Le deuxième partisan de la ligne dure est Saeed Jalili. Ce dernier n’a jamais exercé de fonctions électives et s’est présenté deux fois aux élections présidentielles (2013 et 2021). M. Jalili était le principal négociateur nucléaire pendant son mandat de secrétaire du Conseil suprême de sécurité nationale (CSN) de 2007 à 2013. Aucun progrès ne fut réalisé sur la question nucléaire au cours de cette période. Par la suite, il fut nommé au Conseil du discernement et continue d’être le représentant personnel de M. Khamenei auprès du CSN. Dans un discours prononcé le 11 juin 2024 à la télévision d’État, M. Jalili a indirectement dénoncé la détermination de l’administration de l’ancien président Hassan Rouhani (2013-2021) à négocier avec l’Occident. M. Rouhani a récemment insisté sur le fait que la diplomatie visant à lever les sanctions devait être la priorité absolue du prochain président. M. Jalili a ainsi accusé « certaines personnes » d’avoir paralysé les progrès de l’Iran en ignorant la majeure partie du globe pour négocier avec une poignée de pays « qui ont la plus grande hostilité à l’égard du peuple iranien ».
Le troisième partisan de la ligne dure est Amir-Hossein Qazizadeh Hashemi. Actuel vice-président de l’Iran, M. Hashemi est le directeur de la « Fondation des martyrs » sanctionnée par les États-Unis. La Fondation accorde des prêts immobiliers aux vétérans handicapés et aux familles des soldats tués au combat, qui sont considérés en Iran comme des martyrs (shaheedan en persan). Son financement provient directement du budget national.

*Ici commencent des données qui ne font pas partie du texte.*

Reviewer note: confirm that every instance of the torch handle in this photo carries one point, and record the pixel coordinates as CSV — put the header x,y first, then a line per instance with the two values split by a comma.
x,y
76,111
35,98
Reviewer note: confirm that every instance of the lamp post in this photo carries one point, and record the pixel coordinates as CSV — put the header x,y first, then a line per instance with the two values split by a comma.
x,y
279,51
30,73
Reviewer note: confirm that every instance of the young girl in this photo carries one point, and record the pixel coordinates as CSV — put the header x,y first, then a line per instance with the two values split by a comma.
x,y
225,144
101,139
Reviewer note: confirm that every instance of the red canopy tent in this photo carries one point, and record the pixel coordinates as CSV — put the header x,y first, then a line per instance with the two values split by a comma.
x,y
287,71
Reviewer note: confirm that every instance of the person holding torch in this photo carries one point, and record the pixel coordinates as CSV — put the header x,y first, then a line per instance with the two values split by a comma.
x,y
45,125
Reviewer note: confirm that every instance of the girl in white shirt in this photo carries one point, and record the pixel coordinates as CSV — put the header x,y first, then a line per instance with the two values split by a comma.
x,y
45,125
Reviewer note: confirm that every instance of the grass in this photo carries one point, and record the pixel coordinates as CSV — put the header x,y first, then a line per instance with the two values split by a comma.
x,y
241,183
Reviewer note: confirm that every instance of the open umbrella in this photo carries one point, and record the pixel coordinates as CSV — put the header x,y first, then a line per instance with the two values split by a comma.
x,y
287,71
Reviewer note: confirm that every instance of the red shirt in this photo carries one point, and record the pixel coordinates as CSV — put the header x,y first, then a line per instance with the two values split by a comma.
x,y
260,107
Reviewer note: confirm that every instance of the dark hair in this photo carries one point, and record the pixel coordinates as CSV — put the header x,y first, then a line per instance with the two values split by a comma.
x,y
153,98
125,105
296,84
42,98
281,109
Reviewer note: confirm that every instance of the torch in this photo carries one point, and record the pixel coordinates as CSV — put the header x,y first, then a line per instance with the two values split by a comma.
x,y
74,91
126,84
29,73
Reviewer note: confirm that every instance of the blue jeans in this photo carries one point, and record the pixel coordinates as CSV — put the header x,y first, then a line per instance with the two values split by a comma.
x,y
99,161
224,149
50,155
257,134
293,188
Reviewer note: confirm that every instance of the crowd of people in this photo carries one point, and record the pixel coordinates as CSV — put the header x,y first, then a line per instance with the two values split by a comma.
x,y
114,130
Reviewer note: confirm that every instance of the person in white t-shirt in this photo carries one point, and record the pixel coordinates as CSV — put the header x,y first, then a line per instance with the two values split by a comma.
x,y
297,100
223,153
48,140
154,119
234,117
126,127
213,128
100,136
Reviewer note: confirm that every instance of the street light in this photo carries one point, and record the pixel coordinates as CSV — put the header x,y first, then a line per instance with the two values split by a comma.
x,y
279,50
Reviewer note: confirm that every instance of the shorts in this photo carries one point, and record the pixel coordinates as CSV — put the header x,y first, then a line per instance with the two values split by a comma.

Deux conservateurs en lice pour les élections présidentielles
Le premier candidat conservateur est Mohammed Baqer Qalibaf, président du Parlement iranien depuis 2020. Ancien commandant de la force aérienne des Gardiens de la Révolution, M. Qalibaf s’est attribué le mérite de la création des « cités de missiles » souterraines de l’Iran, affirmant qu’elles avaient été mises au point sous sa direction. Il entre en politique au début des années 2000 en tant que maire de Téhéran. Il a été trois fois candidat aux élections présidentielles (2005, 2013, 2017). Ces dernières années, M. Qalibaf a fait l’objet d’une série d’allégations de corruption. Dans le cadre de sa campagne électorale actuelle, il a également déclaré que sa priorité en tant que président serait de conserver les personnes compétentes qui ont travaillé dans l’administration du défunt président Raissi.
Le second candidat conservateur est Mostafa Pour-Mohammadi, le seul religieux en lice. Ancien ministre de l’Intérieur (2005-2008) et de la Justice (2013-2017), il aurait été membre du « comité de la mort » ayant supervisé l’exécution de plus de 5000 prisonniers politiques en 1988. Pour information, Ebrahim Raissi était également membre de ce comité, ce qui lui avait valu le surnom de « boucher de Téhéran ». M. Pour-Mohammadi, qui a servi à la fois dans des gouvernements conservateur et modéré, a suggéré le 12 juin 2024 qu’il était « possible de négocier avec de grands ennemis » à condition d’utiliser « la force et l’intelligence ». Il a ainsi rappelé sa négociation avec le dirigeant irakien Saddam Hussein (1979-2003) concernant le retour de prisonniers à la fin de la guerre Iran-Irak (1980-1988).
Un pseudo-réformiste pour légitimer la liste électorale ?
Fort d’une longue carrière de député représentant la province de l’Azerbaïdjan oriental, Massoud Pezeshkian est un apparatchik avec des inclinations réformistes. Les observateurs de l’Iran voient son approbation comme un pont jeté par l’establishment aux réformateurs qui ont été marginalisés ces dernières années. Sa candidature est également une occasion de créer du soutien populaire à la suite des manifestations ayant secoué le pays après la mort de Mahsa Amini à l’automne 2022. M. Pezeshkian fait partie des trois candidats soutenus par le Conseil de Coordination du Front de la Réforme iranien, une organisation faîtière regroupant les partis politiques réformateurs du pays. Les deux autres candidats réformateurs ont été rejetés : l’ancien vice-président Eshaq Jahangiri (2013-2021) et l’ancien ministre du développement urbain Abbas Akhoundi (2013-2018).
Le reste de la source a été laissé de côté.